CHAPTER XI——OF PROGNOSTICATIONS


For what concerns oracles, it is certain that a good while before the coming of Jesus Christ they had begun to lose their credit; for we see that Cicero troubled to find out the cause of their decay, and he has these words:

"Cur isto modo jam oracula Delphis non eduntur,

non modo nostro aetate, sed jam diu; ut nihil

possit esse contemptius?"

["What is the reason that the oracles at Delphi are no longer

uttered: not merely in this age of ours, but for a long time past,

insomuch that nothing is more in contempt?"

—Cicero, De Divin., ii. 57.]

But as to the other prognostics, calculated from the anatomy of beasts at sacrifices (to which purpose Plato does, in part, attribute the natural constitution of the intestines of the beasts themselves), the scraping of poultry, the flight of birds—

"Aves quasdam . . . rerum augurandarum

causa natas esse putamus."

["We think some sorts of birds are purposely created to serve

the purposes of augury."—Cicero, De Natura Deor., ii. 64.]

claps of thunder, the overflowing of rivers—

"Multa cernunt Aruspices, multa Augures provident,

multa oraculis declarantur, multa vaticinationibus,

multa somniis, multa portentis."

["The Aruspices discern many things, the Augurs foresee many things,

many things are announced by oracles, many by vaticinations, many by

dreams, many by portents."—Cicero, De Natura Deor., ii. 65.]

—and others of the like nature, upon which antiquity founded most of their public and private enterprises, our religion has totally abolished them.

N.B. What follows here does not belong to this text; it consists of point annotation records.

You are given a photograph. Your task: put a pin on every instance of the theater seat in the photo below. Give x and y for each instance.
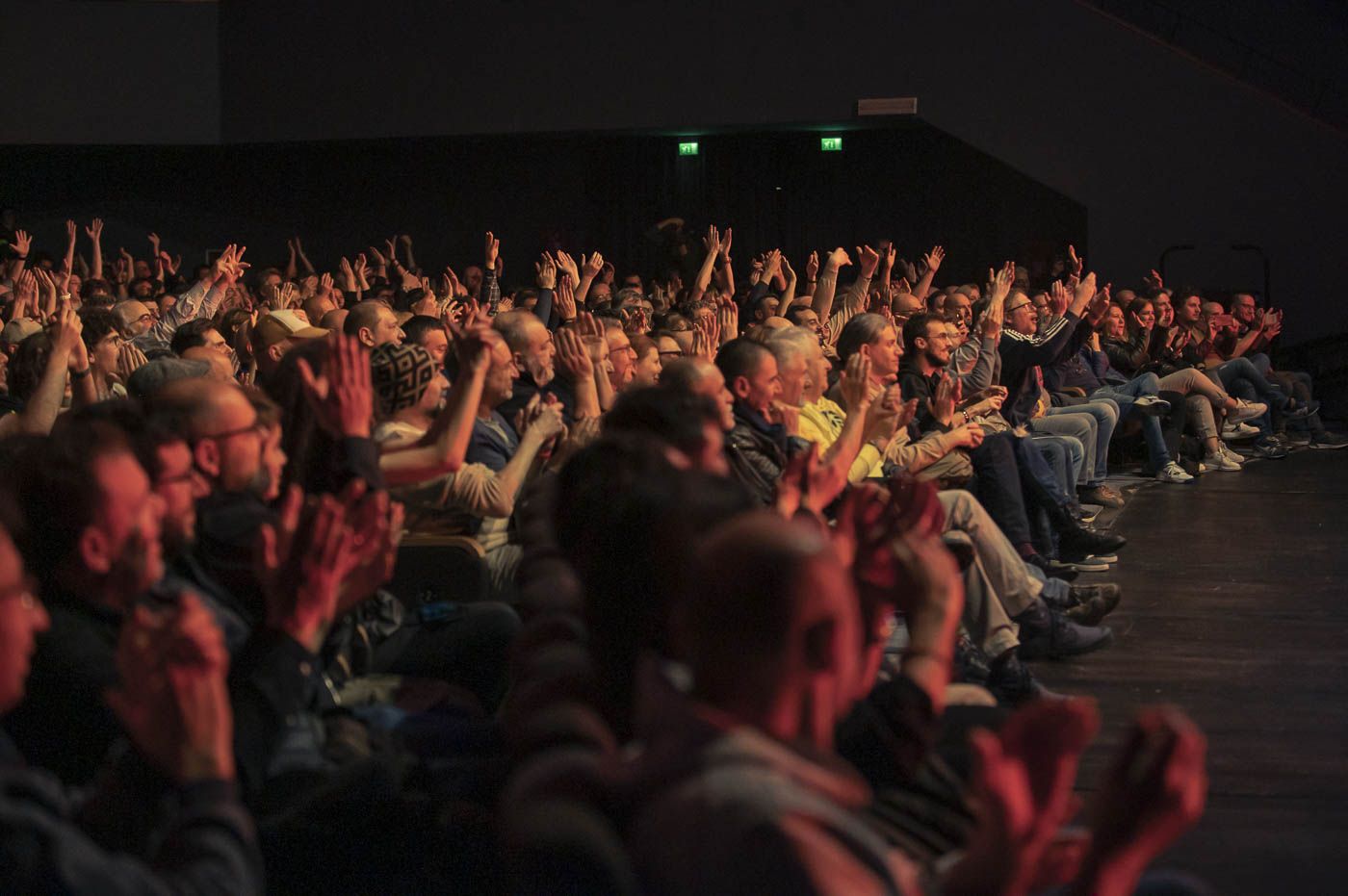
(434, 569)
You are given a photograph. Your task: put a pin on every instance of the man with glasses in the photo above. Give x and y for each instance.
(202, 839)
(148, 333)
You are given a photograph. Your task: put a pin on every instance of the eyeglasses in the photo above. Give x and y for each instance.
(24, 592)
(245, 430)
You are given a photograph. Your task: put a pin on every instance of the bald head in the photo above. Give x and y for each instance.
(334, 320)
(698, 376)
(134, 319)
(770, 626)
(221, 368)
(374, 323)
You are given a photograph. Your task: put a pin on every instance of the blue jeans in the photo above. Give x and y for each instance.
(1125, 397)
(1240, 377)
(1105, 415)
(1065, 455)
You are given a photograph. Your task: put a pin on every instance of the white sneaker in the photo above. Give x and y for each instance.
(1237, 431)
(1246, 411)
(1172, 472)
(1153, 404)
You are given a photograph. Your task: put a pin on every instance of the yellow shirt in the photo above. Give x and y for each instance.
(821, 422)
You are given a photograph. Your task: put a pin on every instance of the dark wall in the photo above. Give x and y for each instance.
(1159, 148)
(907, 182)
(88, 71)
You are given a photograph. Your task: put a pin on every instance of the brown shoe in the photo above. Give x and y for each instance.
(1101, 495)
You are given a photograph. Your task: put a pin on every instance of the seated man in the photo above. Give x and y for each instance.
(759, 444)
(999, 589)
(1010, 472)
(1251, 334)
(496, 447)
(1089, 422)
(739, 790)
(202, 839)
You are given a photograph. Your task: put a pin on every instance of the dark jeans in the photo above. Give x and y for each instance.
(997, 482)
(471, 649)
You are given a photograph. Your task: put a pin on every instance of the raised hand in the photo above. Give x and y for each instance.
(946, 397)
(348, 275)
(1085, 292)
(1024, 781)
(491, 251)
(867, 260)
(65, 333)
(565, 299)
(838, 259)
(592, 266)
(707, 337)
(300, 561)
(546, 272)
(771, 263)
(572, 354)
(168, 263)
(130, 359)
(1058, 299)
(855, 384)
(1076, 263)
(635, 320)
(172, 700)
(457, 289)
(376, 528)
(343, 397)
(472, 340)
(728, 317)
(592, 334)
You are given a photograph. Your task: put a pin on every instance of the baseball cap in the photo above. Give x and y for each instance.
(278, 326)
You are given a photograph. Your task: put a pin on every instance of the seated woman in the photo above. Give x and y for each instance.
(1139, 350)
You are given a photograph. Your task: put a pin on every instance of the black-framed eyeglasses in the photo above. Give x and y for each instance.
(26, 592)
(218, 437)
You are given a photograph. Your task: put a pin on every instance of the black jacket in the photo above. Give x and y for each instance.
(198, 839)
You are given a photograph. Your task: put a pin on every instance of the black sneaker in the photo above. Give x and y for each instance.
(1078, 543)
(1014, 684)
(1053, 569)
(1267, 448)
(1325, 440)
(971, 664)
(1044, 633)
(1094, 602)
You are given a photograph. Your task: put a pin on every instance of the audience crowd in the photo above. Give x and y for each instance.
(720, 581)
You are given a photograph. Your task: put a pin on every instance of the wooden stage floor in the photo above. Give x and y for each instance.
(1235, 608)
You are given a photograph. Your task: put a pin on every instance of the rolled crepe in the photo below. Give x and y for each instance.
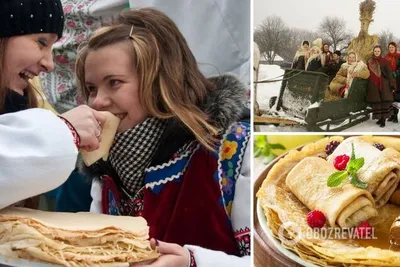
(395, 232)
(395, 198)
(74, 239)
(381, 170)
(345, 206)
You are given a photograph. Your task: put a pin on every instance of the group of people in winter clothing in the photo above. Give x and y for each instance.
(382, 72)
(181, 155)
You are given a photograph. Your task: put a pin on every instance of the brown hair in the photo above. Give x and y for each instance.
(392, 43)
(32, 99)
(170, 82)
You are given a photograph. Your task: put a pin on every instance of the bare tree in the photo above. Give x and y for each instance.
(333, 31)
(385, 37)
(271, 37)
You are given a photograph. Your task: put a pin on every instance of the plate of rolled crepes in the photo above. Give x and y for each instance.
(334, 202)
(38, 238)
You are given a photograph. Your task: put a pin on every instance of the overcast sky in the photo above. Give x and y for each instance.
(293, 12)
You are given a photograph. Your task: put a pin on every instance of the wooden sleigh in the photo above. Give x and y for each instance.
(302, 99)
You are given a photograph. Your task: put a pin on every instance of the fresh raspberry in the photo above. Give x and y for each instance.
(340, 162)
(379, 146)
(316, 219)
(364, 230)
(331, 147)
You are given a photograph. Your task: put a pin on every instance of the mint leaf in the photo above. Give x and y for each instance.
(257, 152)
(353, 154)
(337, 178)
(355, 165)
(276, 146)
(358, 183)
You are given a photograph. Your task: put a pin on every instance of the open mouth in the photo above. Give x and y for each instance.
(26, 75)
(121, 116)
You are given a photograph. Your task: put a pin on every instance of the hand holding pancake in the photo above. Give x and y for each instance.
(172, 255)
(86, 122)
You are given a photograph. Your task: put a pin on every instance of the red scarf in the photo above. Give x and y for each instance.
(392, 58)
(374, 67)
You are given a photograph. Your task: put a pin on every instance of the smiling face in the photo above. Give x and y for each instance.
(377, 51)
(335, 57)
(392, 49)
(25, 57)
(113, 83)
(351, 58)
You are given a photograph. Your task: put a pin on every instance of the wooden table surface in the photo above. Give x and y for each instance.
(265, 254)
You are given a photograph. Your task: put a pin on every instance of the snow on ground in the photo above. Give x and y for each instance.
(267, 90)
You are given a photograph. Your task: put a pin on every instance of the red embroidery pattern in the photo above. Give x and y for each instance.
(77, 139)
(242, 237)
(192, 260)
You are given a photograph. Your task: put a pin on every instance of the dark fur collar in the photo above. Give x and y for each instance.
(225, 105)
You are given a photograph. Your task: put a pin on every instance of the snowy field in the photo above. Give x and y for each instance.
(266, 90)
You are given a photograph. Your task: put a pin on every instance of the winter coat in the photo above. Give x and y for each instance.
(191, 196)
(344, 78)
(383, 94)
(394, 61)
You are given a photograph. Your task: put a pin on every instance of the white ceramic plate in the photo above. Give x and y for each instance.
(276, 243)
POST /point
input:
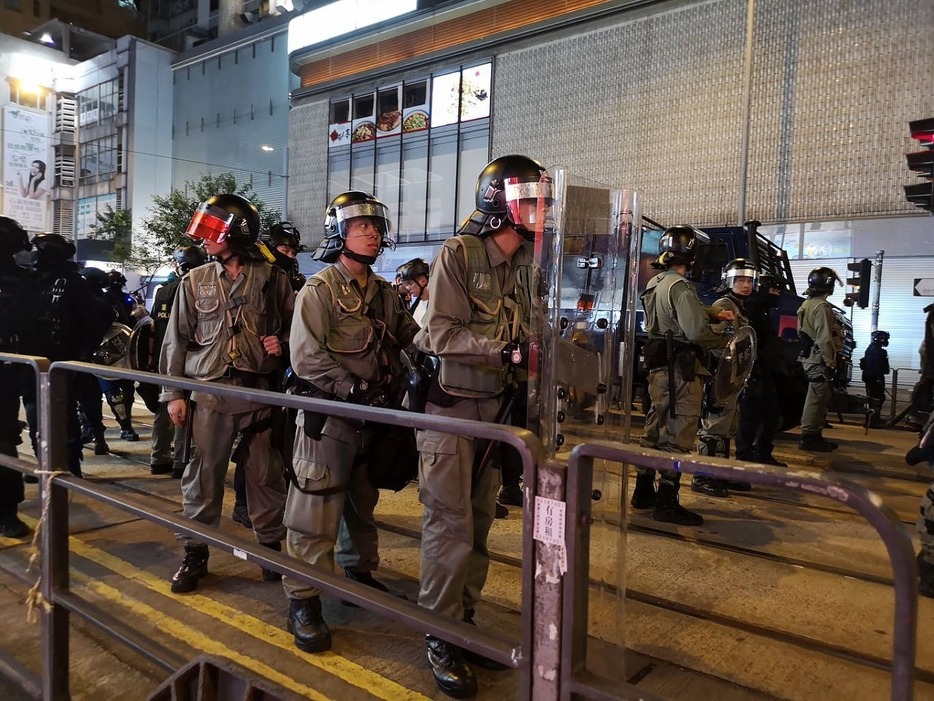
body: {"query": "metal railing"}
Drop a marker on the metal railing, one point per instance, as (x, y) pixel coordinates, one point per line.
(55, 544)
(574, 616)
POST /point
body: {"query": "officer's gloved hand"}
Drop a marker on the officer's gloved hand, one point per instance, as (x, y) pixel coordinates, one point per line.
(516, 354)
(369, 393)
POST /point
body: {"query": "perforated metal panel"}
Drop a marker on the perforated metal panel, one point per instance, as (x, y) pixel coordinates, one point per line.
(655, 104)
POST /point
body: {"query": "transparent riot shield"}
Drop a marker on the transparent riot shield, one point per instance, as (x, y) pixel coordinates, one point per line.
(579, 327)
(580, 380)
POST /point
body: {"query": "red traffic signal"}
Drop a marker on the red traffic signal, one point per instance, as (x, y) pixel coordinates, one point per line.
(860, 296)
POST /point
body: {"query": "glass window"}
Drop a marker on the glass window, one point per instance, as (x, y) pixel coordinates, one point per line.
(442, 184)
(338, 172)
(411, 215)
(474, 155)
(417, 146)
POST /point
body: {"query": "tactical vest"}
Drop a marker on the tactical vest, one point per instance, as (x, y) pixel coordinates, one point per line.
(492, 315)
(227, 331)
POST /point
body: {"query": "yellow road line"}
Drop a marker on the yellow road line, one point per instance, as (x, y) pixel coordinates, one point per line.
(186, 634)
(335, 665)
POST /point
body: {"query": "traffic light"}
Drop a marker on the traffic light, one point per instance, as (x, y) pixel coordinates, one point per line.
(922, 163)
(860, 296)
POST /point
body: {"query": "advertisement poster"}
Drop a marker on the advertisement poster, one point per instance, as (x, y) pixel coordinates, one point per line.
(27, 167)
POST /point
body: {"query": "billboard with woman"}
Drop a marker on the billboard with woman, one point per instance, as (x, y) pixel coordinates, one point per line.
(26, 167)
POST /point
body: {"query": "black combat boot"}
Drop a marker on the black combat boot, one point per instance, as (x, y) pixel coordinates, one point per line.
(452, 675)
(709, 486)
(668, 509)
(476, 658)
(926, 572)
(100, 443)
(307, 625)
(241, 514)
(510, 495)
(817, 443)
(371, 581)
(272, 575)
(643, 496)
(194, 567)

And although there yet remain amongst us some practices of divination from the stars, from spirits, from the shapes and complexions of men, from dreams and the like (a notable example of the wild curiosity of our nature to grasp at and anticipate future things, as if we had not enough to do to digest the present)—

"Cur hanc tibi, rector Olympi,

Sollicitis visum mortalibus addere curam,

Noscant venturas ut dira per omina clades?...

Sit subitum, quodcumque paras; sit coeca futuri

Mens hominum fati, liceat sperare timenti."

["Why, ruler of Olympus, hast thou to anxious mortals thought fit to

add this care, that they should know by, omens future slaughter?...

Let whatever thou art preparing be sudden. Let the mind of men be

blind to fate in store; let it be permitted to the timid to hope."

—Lucan, ii. 14]

"Ne utile quidem est scire quid futurum sit;

miserum est enim, nihil proficientem angi,"

["It is useless to know what shall come to pass; it is a miserable

thing to be tormented to no purpose."